E temos a traficante de crianças.

Trata-se de uma velha que passa na calçada de casa todos os dias aqui, perto da hora do almoço. Eu já havia reparado nela algumas vezes, especialmente porque em algumas ocasiões ela é ocidental, e, em outras, ela é claramente uma japonesa. Não sei como ela faz isso, mas ela faz.

Mas o que sempre me chamou a atenção de verdade nela é que todos os dias ela passa em frente de casa levando uma criança para a escola.

Até aí, tudo bem. Nada mais normal que isso.

O problema é que a cada dia ela passa com uma criança diferente.

Às vezes é uma menina que vai conversando com ela, às vezes é um menino daqueles que não sabe andar normalmente, e se locomove somente correndo ao redor das pessoas. Mas sempre são crianças diferentes. As únicas coisas em comum a todas elas é que passam sempre no mesmo horário, carregando material escolar.

Pensando sobre isso, eu encontrei apenas duas alternativas. A primeira é que a velha está iniciando carreira na área de transporte escolar, mas, como ainda não possui dinheiro para investir em um ônibus, leva as crianças a pé mesmo, provavelmente se orgulhando dos seus métodos artesanais e personalizados, levando sempre um aluno por vez.

Já a segunda é que ela é uma espécie de figurona no comércio de escravos mirins, raptando crianças pela Vila Mariana e as vendendo como escravos para o exterior. Quando a velha passa aqui em frente, na verdade está indo para um campo de voo secreto aqui perto, onde jogará a criança num cargueiro, receberá o pagamento em euros ou diamantes, e voltará para casa a tempo de limpar a sala.

Eu gosto mais da segunda hipótese. Ela torna a vizinhança no mínimo mais interessante.

Mas ontem ela se tornou mais interessante ainda quando eu estava tomando café depois do almoço e vi a traficante se aproximando com sua mercadoria do dia: um menino de seis ou sete anos. Mexendo no celular, não dei muita atenção, até ouvir uma voz vinda da calçada.

- Posso falar com você?

Ergui os olhos e dei de cara com a velha parada à frente do portão, olhando para mim.

Antes que eu pudesse responder, amaldiçoei minha altura. Ou melhor, a falta dela. Como eu tenho 1.60m, provavelmente a mulher me viu em pé um dia desses e, chegando à conclusão que sou criança, planejou me raptar. Claro que ela deve ter estranhado, em algum momento, o fato de eu não ter cabelos, mas ter barba. Porém, duvido que isso tenha feito com ela desistisse da ideia – tanto que ela estava na calçada me chamando.

Desci a escada devagar e olhando para os lados, feito um gato que se aproxima de um prato com comida no meio da calçada.
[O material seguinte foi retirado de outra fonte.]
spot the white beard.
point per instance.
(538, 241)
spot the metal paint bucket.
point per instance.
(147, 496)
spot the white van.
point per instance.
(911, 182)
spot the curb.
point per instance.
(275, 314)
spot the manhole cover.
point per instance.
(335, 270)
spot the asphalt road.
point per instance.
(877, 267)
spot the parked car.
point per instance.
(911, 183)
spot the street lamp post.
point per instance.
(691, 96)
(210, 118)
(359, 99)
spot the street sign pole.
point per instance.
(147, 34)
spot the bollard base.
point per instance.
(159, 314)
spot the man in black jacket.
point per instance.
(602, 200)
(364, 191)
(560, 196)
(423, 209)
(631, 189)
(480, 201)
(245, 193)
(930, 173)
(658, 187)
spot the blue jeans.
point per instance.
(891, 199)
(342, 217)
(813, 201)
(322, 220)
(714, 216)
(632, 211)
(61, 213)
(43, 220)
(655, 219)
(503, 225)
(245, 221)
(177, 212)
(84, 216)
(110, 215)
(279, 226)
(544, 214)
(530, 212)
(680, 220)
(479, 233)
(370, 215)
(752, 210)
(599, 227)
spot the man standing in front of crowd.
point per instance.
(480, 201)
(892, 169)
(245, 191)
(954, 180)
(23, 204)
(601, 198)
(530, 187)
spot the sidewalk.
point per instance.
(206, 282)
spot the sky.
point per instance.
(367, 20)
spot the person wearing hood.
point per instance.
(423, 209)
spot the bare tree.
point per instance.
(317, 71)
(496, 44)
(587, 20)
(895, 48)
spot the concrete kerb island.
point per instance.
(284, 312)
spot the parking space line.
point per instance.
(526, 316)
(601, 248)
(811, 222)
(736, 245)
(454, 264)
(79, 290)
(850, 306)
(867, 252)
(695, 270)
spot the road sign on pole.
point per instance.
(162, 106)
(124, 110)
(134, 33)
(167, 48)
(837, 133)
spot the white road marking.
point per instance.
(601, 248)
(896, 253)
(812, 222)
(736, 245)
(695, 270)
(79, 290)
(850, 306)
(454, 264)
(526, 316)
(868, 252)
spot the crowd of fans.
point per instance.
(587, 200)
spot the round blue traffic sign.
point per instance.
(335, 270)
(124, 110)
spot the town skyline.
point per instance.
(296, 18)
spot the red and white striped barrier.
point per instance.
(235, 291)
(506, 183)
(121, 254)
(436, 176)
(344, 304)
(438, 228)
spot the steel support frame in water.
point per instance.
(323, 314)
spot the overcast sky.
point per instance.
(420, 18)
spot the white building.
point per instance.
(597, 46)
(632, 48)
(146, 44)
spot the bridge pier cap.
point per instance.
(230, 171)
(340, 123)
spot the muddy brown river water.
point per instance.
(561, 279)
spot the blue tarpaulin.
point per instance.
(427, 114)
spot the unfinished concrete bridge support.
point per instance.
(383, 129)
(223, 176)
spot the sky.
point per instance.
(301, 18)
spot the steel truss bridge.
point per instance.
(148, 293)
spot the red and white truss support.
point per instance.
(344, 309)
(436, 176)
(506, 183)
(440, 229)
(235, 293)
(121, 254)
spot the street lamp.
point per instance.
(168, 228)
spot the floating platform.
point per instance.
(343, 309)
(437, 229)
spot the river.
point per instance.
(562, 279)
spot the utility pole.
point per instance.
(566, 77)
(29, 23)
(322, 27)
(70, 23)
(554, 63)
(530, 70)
Um pedaço do meu cérebro começou a me avisar insistentemente que, assim que eu chegasse perto do portão, ela iria enfiar um lenço com clorofórmio na minha cara e eu acordaria horas depois num avião, descobrindo que 1) minha barba havia sido raspada, 2) uma peruca havia sido colada na minha cabeça e 3) eu passaria o resto da minha vida trabalhando numa mina de sal no meio de um daqueles países que não tem luz nem água potável e que vive a mesma guerra civil há cinco séculos.

Assim, me aproximei com cuidado, e pronto para jogar o café quente na cara da velha e sair correndo caso ela fizesse qualquer movimento brusco.

Na verdade, conforme me aproximava, fui percebendo que ela não era oriental nem ocidental, mas sim de uma raça indefinida. Até onde eu podia ver, ela também poderia muito bem ser brasileira, japonesa, chinesa, coreana, mongol, havaiana ou esquimó. Ou uma mistura de tudo isso.

Mas não tive muito tempo de me aprofundar no assunto, porque ela apontou para um vaso no quintal da Namorada e começou a falar.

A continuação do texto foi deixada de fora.